Integrating supertagging models with ACE

I am working on a project that intends to apply neural methods to HPSG supertagging and compare the results (in terms of parsing speed) to classic maxent-based supertagging (as in Dridan 2009).

Most of the information on the wiki is about the PET parser. But I know that ACE also supports lexical filtering (the --ubertagging option). But other than mentions of this option, I am not finding much information.

I have trained new maxent and SVM supertagging models on the latest ERG treebank release, as the baseline (using lexical types as tags). The question now is, how to integrate those new models with ACE?

What should be my way forward at this point? I realize there is ACE source code for me to work with, of course, but I wanted to start a discussion here first.

Many thanks for any advice!

If your models are formatted the same as the ones Rebecca Dridan produced and can be interpreted the same way, then it should be easy to load them into ACE too. You would change (and possibly uncomment) the corresponding paths in erg/ace/config.tdl and rebuild the grammar image, then proceed with using the --ubertag option.

If your models are of a fundamentally different shape – surely your neural methods will be, but I’m not sure about the maxent/SVM ones you have just trained – then this route will not be a useful one. For instance, if you want to use ACE to test the effects of your neural supertagging method on parsing speed (and I would hope accuracy), you will need to dive in a bit deeper. The function you would most likely want to replace is called ubertag_lattice(). It is called when the --ubertag option is active, and its job is to perform the forward-backward algorithm for trigram HMMs using the parameters loaded from the model files, which results in a probability score for each token candidate. In Dridan’s model, the candidates consist of a lexeme plus the chain of lexical rules it undergoes. When ubertag_lattice() returns, candidates whose probability is below a certain threshold have been removed from the lattice / chart. I imagine in the long run your methods for computing those scores will be completely different, but the goal is similar.

1 Like

Thank you so much for your response, Woodley!

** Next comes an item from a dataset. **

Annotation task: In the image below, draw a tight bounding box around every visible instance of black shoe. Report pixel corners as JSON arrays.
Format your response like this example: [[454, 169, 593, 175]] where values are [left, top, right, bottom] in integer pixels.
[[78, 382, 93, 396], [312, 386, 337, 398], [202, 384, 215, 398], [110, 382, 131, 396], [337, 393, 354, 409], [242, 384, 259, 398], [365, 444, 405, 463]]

I will start working on setting up a compiler and a debugger. It should be possible to do on both OSX and Linux, right?

OK… I am a bit confused right now because from Dridan’s thesis, I was under the impression she used off-the-shelf taggers which included the HMM sequence labeling step. But from what you are saying, the sequence labeling step is performed directly in ACE?

(The models which I currently have actually don’t involve HMM for the moment. They are the models which python scikit-learn maxent libraries produce, and they consist just of the coefficients trained for features which include the word context and the previous two tags (as in this paper, for example, which is the paper that I tracked down after I looked at several Clark and Curran papers, which are the papers related to the C&C tagger that Bec used). The decoders I’ve looked at so far to evaluate the taggers intrinsic accuracy are just the decoders included in scikit-learn.)

Either Linux or OSX can be made to work. Getting the correct tool chain and boost regex library is significantly easier under Linux in my experience.

Dridan’s actual work was in the PET universe. What you see in ACE is my replication of her runtime setup. I don’t recall off hand whether she used something premade for deciding in PET or rolled her own.

One option that would perhaps be appealing at least for your experimental setup (possibly less so for a production environment) would be to decouple things so that your decoder can run as a separate program at your leisure and have the pruning function in ACE just read the scores from a file. That would make it easy to cross-tie it with whatever slew of ML toolkit decoders you want to use, at the expense of having to do several steps at parse time, e.g.: (1) run ACE once to get the candidate lexical token lattice and save that out to a file via one replacement of the ubertag_lattice() function, then (2) run your decoder on that lattice file and save results, then (3) run ACE again, this time with an ubertag_lattice() replacement that reads those scores and actually prunes based on them.